Rancangan undang-undang kesejahteraan Ibu dan Anak menjadi angin segar bagi para pekerja perempuan yang awalnya dilema dengan stigma yang mengharuskan perempuan memilih bekerja atau menikah.
RUU KIA Membantu Perempuan Pekerja Untuk:
Mendapatkan Hak Mereka Sebagai Manusia yang Utuh
Ibu didefinisikan sebagai perempuan yang mengandung, melahirkan, menyusui anaknya dan/atau mengangkat, memelihara, dan/atau mengasuh anak (Pasal 1 Ayat 3). Alhasil, makna ibu tidak eksklusif hanya untuk perempuan yang melahirkan sendiri anaknya.
a. Cuti Hamil dan melahirkan 6 bulan
b. Pemerintah pusat wajib memberikan layanan kesehatan kepada ibu dan anak, termasuk ongkos biaya.
c. Masa istirahat 1.5 bulan ketika mengalami keguguran ditemani oleh keluarga termasuk Suami
d. Tersedia ruang Laktasi, tempat duduk prioritas, tempat penitipan anak dsb sebagai penunjang Ibu pekerja
RUU KIA sebenarnya membantu perempuan pekerja, yang sebelumnya terkena diskriminasi dalam dunia kerja hanya karena mereka telah menikah. Akan tetapi, RUU KIA juga memiliki catatan yang tidak boleh terlewatkan karena akan memberikan tekanan kepada perempuan, mengapa?
Domestik Perempuan
Karena undang-undang ini menekankan kepada Kesejahteraan Ibu dan Anak, maka berpotensi membuat perempuan sebagai penanggung jawab dari kesejahteraan anak dan berumah tangganya. Padahal kesehatan anak bukan hanya tanggung jawab perempuan. Tapi ada peran laki-laki juga didalamnya. Selain itu, akan mengokohkan pandangan bahwa perempuan harus menikah dan melahirkan karena mempertebal pesan bahwa tanggung jawab pengasuh anak hanya kepada ibu. Terutama bagi perempuan pekerja yang sudah menikah.
Beban Ganda
Apabila hanya menekankan kepadaa hak perempuan pekerja tapi tidak menekankan kepada laki-laki pekerja. Maka, akan menambah beban perempuan. Selain bekerja, perempuan harus mengurus pekerjaan domestik. Sehingga akan membuat laki-laki menilai bahwaÂ
"Kan undang-undang ini membuat kamu bisa bebas bekerja selama 6 bulan.
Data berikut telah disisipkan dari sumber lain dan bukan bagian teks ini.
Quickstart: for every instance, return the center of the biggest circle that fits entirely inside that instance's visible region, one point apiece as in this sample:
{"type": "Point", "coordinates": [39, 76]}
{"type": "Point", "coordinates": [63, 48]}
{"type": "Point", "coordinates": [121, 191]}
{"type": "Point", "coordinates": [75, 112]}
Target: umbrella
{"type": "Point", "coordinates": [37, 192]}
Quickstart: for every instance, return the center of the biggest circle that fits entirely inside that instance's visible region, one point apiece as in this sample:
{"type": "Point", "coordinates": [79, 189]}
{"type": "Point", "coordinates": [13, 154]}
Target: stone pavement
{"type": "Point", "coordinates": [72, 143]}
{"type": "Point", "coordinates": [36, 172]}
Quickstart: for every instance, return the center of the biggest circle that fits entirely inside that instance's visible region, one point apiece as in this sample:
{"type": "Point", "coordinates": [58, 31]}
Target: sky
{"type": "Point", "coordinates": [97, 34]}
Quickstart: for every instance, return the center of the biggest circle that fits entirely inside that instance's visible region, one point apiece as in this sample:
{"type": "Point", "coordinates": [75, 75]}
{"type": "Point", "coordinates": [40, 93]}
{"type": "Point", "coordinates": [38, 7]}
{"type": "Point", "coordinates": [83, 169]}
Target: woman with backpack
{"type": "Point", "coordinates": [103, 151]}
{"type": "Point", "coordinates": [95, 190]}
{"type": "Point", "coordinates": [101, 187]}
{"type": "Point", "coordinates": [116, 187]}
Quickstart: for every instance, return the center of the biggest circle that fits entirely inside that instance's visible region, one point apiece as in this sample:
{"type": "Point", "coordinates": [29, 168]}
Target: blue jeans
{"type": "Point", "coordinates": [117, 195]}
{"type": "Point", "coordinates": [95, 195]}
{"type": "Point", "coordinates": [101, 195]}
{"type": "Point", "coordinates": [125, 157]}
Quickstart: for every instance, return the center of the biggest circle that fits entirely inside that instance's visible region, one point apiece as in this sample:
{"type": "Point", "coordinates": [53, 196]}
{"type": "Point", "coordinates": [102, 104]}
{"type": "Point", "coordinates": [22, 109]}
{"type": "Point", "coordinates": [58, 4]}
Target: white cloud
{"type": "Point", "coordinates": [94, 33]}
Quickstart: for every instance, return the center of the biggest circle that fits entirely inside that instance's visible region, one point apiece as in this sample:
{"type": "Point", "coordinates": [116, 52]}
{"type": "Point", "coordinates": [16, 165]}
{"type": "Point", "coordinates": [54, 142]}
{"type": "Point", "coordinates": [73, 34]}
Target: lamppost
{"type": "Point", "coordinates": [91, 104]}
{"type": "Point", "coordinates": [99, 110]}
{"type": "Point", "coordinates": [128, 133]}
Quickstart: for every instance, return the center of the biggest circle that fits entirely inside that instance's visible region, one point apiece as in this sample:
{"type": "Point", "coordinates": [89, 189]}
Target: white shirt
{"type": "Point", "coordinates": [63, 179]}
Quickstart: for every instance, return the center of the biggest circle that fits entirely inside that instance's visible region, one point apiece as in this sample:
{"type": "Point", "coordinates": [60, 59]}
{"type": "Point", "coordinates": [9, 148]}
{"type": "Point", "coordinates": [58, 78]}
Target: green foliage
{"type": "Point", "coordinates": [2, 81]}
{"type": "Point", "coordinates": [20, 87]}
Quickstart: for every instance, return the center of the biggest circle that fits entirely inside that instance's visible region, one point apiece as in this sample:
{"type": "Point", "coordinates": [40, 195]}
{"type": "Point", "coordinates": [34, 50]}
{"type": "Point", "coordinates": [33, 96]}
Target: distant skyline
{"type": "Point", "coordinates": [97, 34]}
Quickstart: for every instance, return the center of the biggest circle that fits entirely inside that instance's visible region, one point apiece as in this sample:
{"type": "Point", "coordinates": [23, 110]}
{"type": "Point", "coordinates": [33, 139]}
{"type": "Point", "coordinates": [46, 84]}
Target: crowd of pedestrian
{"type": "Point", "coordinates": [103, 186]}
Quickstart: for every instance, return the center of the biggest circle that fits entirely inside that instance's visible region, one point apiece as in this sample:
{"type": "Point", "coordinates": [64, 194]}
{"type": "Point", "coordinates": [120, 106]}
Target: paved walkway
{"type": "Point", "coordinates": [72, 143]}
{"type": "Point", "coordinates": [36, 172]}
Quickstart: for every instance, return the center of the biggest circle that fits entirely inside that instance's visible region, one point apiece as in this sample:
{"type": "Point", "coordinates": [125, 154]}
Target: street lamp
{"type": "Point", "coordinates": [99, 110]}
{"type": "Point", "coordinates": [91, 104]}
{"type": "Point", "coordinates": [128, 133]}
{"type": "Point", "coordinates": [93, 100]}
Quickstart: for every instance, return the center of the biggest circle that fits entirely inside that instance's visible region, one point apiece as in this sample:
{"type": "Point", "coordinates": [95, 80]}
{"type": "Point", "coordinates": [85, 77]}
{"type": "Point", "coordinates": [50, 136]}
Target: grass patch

Berarti tugas kamu sebagai Ibu!"
Bias Kelas
RUU ini akan sulit diterapkan karena tidak akan berdampak bagi perempuan pekerja kontrak dan mereka memiliki upah rendah. Karena masa istirahat selama 6 bulan hanya akan dibayar full selama 3 bulan saja. Sehingga perempuan yang memiliki upah rendah tetap akan bekerja di bulan ke 4 agar tetap mendapatkan upah penuh. Begitu juga bagi pekerja yang rawan PHK.
Keterlibatan Laki-laki Dalam Domestik
Walaupun RUU ini menuliskan hak ayah terkait cuti melahirkan selama 40 hari dan 7 haari bagi istrinya keguguran. Tapi, tidak disebutkan apakah mereka tetap mendapatkan upah penuh atau tidak. Sehingga berpotensi laki-laki akan tetap bekerja dan membebankan kepengurusan domestik kepada perempuan agar tetap mendapatkan upah penuh. Karena anak adalah tanggung jawab Bersama bukan hanya perempuan.
Sehingga rancangan undang-undang Kesejahteraan Ibu dan Anak harus terus dikawal baik dalam penyusunan draft sampai kepada implementasi di lapangan. Jangan sampai undang-undang yang progresif justru akan menguatkan system ibuisme negara pada masa Orde Baru, mengabaikan keterlibatan laki-laki pada ruang domestic atau membuat perusahaan menjadi sewenang-wenang terhadap pekerja perempuan dalam pembuatan kebijakan perusahaan, rekrumen, SOP dan kontrak pekerjaan.